Ulrich does not know which war his father was going to on that day, since there were several at that time. But he knows he fell sick with typhus while his father was away. It was the year of the epidemic, and the disease was all around. He had seen a dead woman lying by the side of the road, and while his mother had yanked his hand and said, Don’t look, don’t look! he had turned back obstinately to look at the unhappy corpse, and wondered whose job it was to clear such things away.
But typhus was not supposed to enter clean, well-aired houses such as theirs, and Elizaveta was terrified. She burned all his clothes and filled the closets with mothballs.
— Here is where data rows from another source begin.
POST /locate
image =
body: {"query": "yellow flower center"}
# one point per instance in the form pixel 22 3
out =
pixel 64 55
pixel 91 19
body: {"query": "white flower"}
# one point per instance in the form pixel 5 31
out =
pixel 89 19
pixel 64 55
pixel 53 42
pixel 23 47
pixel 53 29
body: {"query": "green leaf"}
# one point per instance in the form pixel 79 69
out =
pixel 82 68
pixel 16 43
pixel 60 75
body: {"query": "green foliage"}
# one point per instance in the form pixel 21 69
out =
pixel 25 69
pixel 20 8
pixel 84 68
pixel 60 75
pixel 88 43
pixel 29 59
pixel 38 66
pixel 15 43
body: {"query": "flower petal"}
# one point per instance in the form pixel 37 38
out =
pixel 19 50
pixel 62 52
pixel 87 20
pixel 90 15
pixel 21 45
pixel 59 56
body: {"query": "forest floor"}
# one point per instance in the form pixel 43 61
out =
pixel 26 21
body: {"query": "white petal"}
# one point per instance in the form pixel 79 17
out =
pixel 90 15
Ulrich cannot recall the feeling of typhus, only the effect it had on adult faces. His eyes are burning with formalin, and the doctor sits heavily by his bed. The stethoscope is great and cold on his chest, and the medical gaze is intent behind the pince-nez, in whose steady glass the reflection of the window is two bright dancing rectangles; and, as Ulrich lies motionless, searching in the doctor’s eyes for the intuition of whether he will live or die, twin white feathers fall there, scything side to side in the miniature double sky.
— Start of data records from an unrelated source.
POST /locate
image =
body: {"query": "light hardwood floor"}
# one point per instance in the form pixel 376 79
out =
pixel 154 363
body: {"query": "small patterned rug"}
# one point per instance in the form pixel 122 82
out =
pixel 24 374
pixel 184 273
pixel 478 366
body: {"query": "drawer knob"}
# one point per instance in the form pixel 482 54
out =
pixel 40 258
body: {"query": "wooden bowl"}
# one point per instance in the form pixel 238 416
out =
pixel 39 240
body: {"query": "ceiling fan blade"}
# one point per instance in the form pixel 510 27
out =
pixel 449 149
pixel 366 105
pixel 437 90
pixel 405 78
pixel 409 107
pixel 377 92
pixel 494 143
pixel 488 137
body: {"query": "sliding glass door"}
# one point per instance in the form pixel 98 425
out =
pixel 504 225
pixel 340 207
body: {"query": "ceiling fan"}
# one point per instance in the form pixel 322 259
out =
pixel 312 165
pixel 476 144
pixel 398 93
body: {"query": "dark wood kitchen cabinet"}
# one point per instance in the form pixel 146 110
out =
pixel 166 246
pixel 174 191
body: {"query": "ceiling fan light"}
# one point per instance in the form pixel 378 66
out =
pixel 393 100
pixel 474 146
When he recovered, his mother clasped him to her and said,
‘My baby. Don’t ever leave me!’
Some time after, on an evening when she had filled the Dondukov Boulevard mansion with guests, he remembers descending the broad staircase quite naked, and weaving unselfconsciously through the adult crush to find her. Seeing him so exposed, she hurried over, furious with shame, and sent him running back up the stairs.